David Sylvian singles chronology
| "Pop Song" (1989) | "Heartbeat (Tainai Kaiki II)" (1992) | "Jean the Birdman" (1993) |

= Heartbeat (Tainai Kaiki II) =

"Heartbeat (Tainai Kaiki II) – Returning to the Womb" is a song resulting from the collaboration between Ryuichi Sakamoto and David Sylvian, with music co-written by Arto Lindsay. It features vocals by Ingrid Chavez and spoken word by John Cage. The mini-album containing the track was released in 1992 and features a previous collaboration between Sakamoto and Sylvian, the 1984 re-recording of "Forbidden Colours", produced by Steve Nye, that was the B-side to Sylvian's single "Red Guitar" and features as a bonus track on his 1987 album Secrets of the Beehive.

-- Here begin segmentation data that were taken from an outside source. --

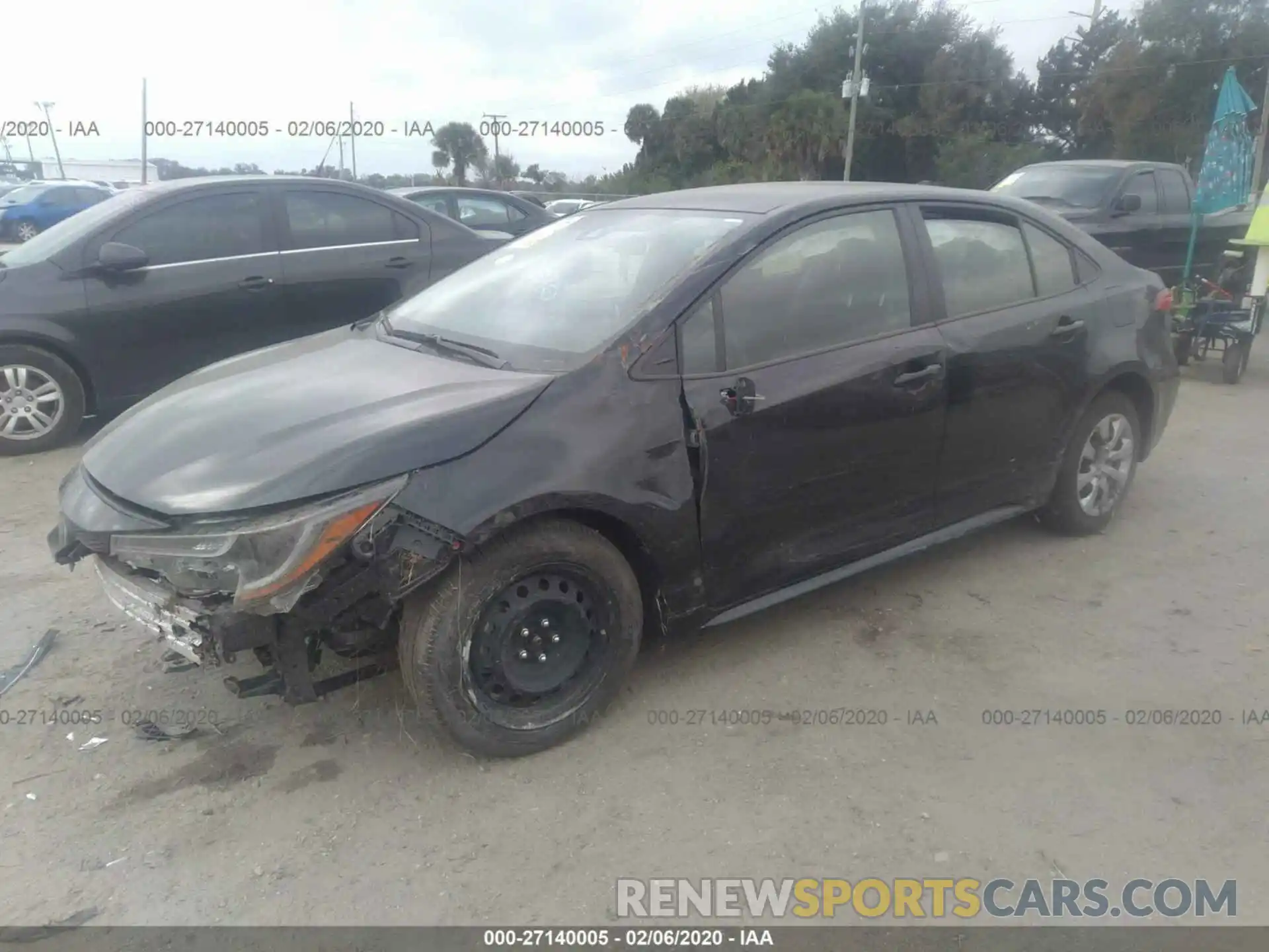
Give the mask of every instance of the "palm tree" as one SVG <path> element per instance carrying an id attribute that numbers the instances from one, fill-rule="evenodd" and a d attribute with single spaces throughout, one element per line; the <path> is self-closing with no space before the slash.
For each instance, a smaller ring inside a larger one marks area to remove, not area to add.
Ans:
<path id="1" fill-rule="evenodd" d="M 803 182 L 817 179 L 824 160 L 840 147 L 843 119 L 841 103 L 836 96 L 799 90 L 772 114 L 766 147 L 782 164 L 797 169 Z"/>
<path id="2" fill-rule="evenodd" d="M 509 154 L 494 159 L 494 179 L 501 185 L 504 182 L 515 182 L 520 178 L 520 164 L 515 161 Z"/>
<path id="3" fill-rule="evenodd" d="M 431 154 L 431 161 L 438 169 L 453 165 L 454 180 L 459 185 L 467 184 L 467 169 L 489 156 L 485 140 L 468 122 L 447 122 L 437 129 L 431 145 L 437 150 Z"/>

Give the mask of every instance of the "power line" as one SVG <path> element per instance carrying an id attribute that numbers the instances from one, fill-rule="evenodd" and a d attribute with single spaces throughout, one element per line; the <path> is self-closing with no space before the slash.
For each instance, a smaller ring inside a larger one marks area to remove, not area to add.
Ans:
<path id="1" fill-rule="evenodd" d="M 991 3 L 996 3 L 996 0 L 991 0 Z M 1018 23 L 1044 23 L 1044 22 L 1051 22 L 1051 20 L 1065 20 L 1065 19 L 1070 19 L 1071 17 L 1075 17 L 1075 15 L 1077 15 L 1077 14 L 1058 14 L 1058 15 L 1052 15 L 1052 17 L 1027 17 L 1027 18 L 1015 19 L 1015 20 L 1000 20 L 999 23 L 995 23 L 992 25 L 995 25 L 995 27 L 1008 27 L 1008 25 L 1013 25 L 1013 24 L 1018 24 Z M 915 28 L 905 27 L 905 28 L 896 28 L 896 29 L 874 29 L 874 30 L 869 30 L 869 36 L 872 36 L 872 37 L 887 37 L 887 36 L 898 36 L 900 33 L 912 34 L 912 33 L 923 33 L 923 32 L 938 32 L 938 30 L 942 30 L 942 27 L 937 27 L 937 25 L 931 25 L 931 27 L 915 27 Z M 749 48 L 749 47 L 761 46 L 761 44 L 768 44 L 769 46 L 769 43 L 770 43 L 770 41 L 754 41 L 753 43 L 742 43 L 740 46 L 731 47 L 731 50 L 745 50 L 745 48 Z M 717 52 L 723 52 L 723 51 L 717 51 Z M 725 70 L 737 70 L 737 69 L 741 69 L 741 67 L 751 67 L 751 66 L 753 66 L 753 61 L 739 62 L 739 63 L 730 63 L 727 66 L 711 67 L 711 72 L 722 72 Z M 665 72 L 666 70 L 678 70 L 678 69 L 681 69 L 681 67 L 683 67 L 681 63 L 675 63 L 675 65 L 670 65 L 670 66 L 661 66 L 661 67 L 657 67 L 657 69 L 654 69 L 654 70 L 645 70 L 643 72 L 636 72 L 633 75 L 634 76 L 650 76 L 650 75 L 654 75 L 654 74 Z M 648 91 L 648 90 L 660 89 L 661 86 L 681 85 L 683 83 L 684 83 L 684 80 L 681 77 L 674 77 L 674 79 L 664 80 L 662 83 L 654 83 L 654 84 L 646 85 L 646 86 L 631 86 L 631 88 L 627 88 L 627 89 L 618 89 L 618 90 L 615 90 L 613 93 L 605 93 L 600 98 L 602 99 L 612 99 L 612 98 L 615 98 L 615 96 L 631 95 L 632 93 L 645 93 L 645 91 Z M 536 104 L 533 107 L 533 109 L 536 109 L 536 110 L 552 109 L 552 108 L 563 107 L 563 105 L 572 105 L 572 102 L 571 100 L 570 102 L 562 102 L 561 100 L 561 102 L 556 102 L 556 103 Z"/>

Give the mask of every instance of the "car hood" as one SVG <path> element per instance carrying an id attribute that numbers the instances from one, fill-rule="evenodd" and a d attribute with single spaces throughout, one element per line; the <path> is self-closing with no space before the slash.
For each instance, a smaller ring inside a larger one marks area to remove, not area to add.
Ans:
<path id="1" fill-rule="evenodd" d="M 339 329 L 176 381 L 94 437 L 84 468 L 165 515 L 279 505 L 468 453 L 551 380 Z"/>

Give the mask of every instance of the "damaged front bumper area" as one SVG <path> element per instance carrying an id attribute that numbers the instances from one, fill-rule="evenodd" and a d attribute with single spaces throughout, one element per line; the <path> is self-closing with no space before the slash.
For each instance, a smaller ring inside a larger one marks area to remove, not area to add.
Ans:
<path id="1" fill-rule="evenodd" d="M 204 605 L 181 598 L 164 583 L 129 576 L 127 567 L 109 556 L 93 556 L 93 569 L 114 607 L 161 636 L 169 649 L 194 664 L 220 663 L 213 647 L 212 613 Z"/>
<path id="2" fill-rule="evenodd" d="M 253 651 L 265 673 L 226 678 L 240 697 L 313 701 L 390 670 L 402 598 L 463 548 L 440 526 L 392 505 L 406 477 L 284 512 L 165 520 L 81 468 L 62 482 L 53 559 L 91 559 L 109 600 L 183 659 L 204 666 Z M 376 661 L 313 682 L 322 651 Z"/>

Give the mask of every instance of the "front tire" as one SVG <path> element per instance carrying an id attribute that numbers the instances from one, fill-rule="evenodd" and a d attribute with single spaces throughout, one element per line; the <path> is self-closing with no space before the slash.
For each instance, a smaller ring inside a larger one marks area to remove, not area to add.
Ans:
<path id="1" fill-rule="evenodd" d="M 1128 495 L 1142 448 L 1132 400 L 1117 391 L 1101 393 L 1071 434 L 1041 522 L 1068 536 L 1101 532 Z"/>
<path id="2" fill-rule="evenodd" d="M 398 651 L 419 715 L 482 757 L 555 746 L 602 717 L 638 655 L 622 553 L 563 519 L 513 528 L 406 599 Z"/>
<path id="3" fill-rule="evenodd" d="M 0 345 L 0 456 L 53 449 L 84 420 L 84 383 L 60 357 L 25 344 Z"/>

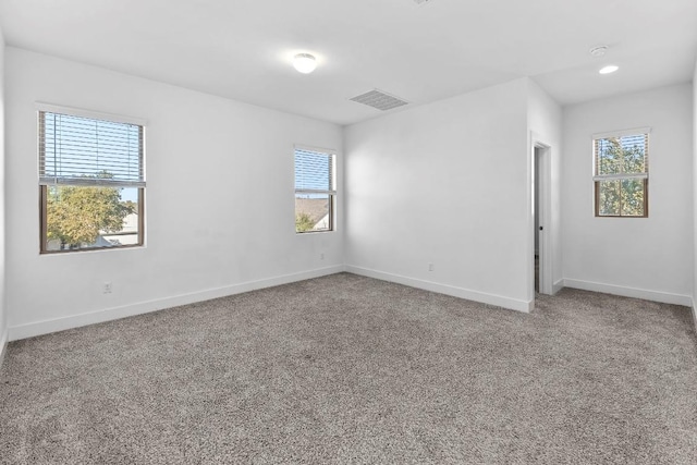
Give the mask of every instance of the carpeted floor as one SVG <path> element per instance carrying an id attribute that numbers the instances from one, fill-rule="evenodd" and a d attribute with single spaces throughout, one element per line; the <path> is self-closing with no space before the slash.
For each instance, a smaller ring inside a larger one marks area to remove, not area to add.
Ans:
<path id="1" fill-rule="evenodd" d="M 0 461 L 695 464 L 686 307 L 335 274 L 13 342 Z"/>

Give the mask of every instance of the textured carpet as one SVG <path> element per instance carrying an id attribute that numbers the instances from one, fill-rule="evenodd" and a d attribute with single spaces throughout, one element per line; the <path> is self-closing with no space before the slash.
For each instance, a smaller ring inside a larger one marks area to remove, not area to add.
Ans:
<path id="1" fill-rule="evenodd" d="M 11 343 L 0 461 L 694 464 L 693 328 L 335 274 Z"/>

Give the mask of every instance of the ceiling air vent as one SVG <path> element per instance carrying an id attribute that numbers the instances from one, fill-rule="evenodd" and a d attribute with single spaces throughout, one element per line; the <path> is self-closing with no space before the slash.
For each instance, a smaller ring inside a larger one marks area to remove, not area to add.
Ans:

The song can be found on Sakamoto's album Heartbeat, in different versions depending on the issue as well as in Sylvian's compilation A Victim of Stars 1982–2012 (CD 1).

== Track listing ==

7" single
| No. | Title | Writer(s) | Artist | Length |
|---|---|---|---|---|
| 1. | "Heartbeat (Tainai Kaiki II) – Returning to the Womb" | Arto Lindsay, Ryuichi Sakamoto, David Sylvian | David Sylvian & Ryuichi Sakamoto featuring Ingrid Chavez | 5:18 |
| 2. | "Nuages" | Traditional, Sakamoto (arr.) | Sakamoto | 2:16 |

Mini-album
| No. | Title | Writer(s) | Artist | Length |
|---|---|---|---|---|
| 1. | "Heartbeat (Tainai Kaiki II) – Returning to the Womb" |  | David Sylvian & Ryuichi Sakamoto featuring Ingrid Chavez | 5:18 |
| 2. | "Forbidden Colours" | Sakamoto, Sylvian | David Sylvian & Ryuichi Sakamoto | 5:56 |
| 3. | "Heartbeat I" | Jeffrey Cohen | Sakamoto | 4:41 |
| 4. | "Nuages" |  | Sakamoto | 2:16 |

== Charts ==

Chart performance for "Heartbeat (Tainai Kaiki II)"
| Chart (1992) | Peak position |
|---|---|
| Australia (ARIA) | 69 |
| UK Singles (OCC) | 58 |

==Release history==

| Region | Date | Label | Format | Catalog |
|---|---|---|---|---|
| United Kingdom | 1992 | Virgin | CD, LP | VUS 57 |

The song was included on Sakamoto's album Heartbeat original Japanese issue in a version without Sylvian's lyrics and vocals (only sung by Lindsay).

== Reception ==
"Tainai Kaiki" was said to be "a neatly crafted pop song, mournful enough to appeal to Sylvian fans".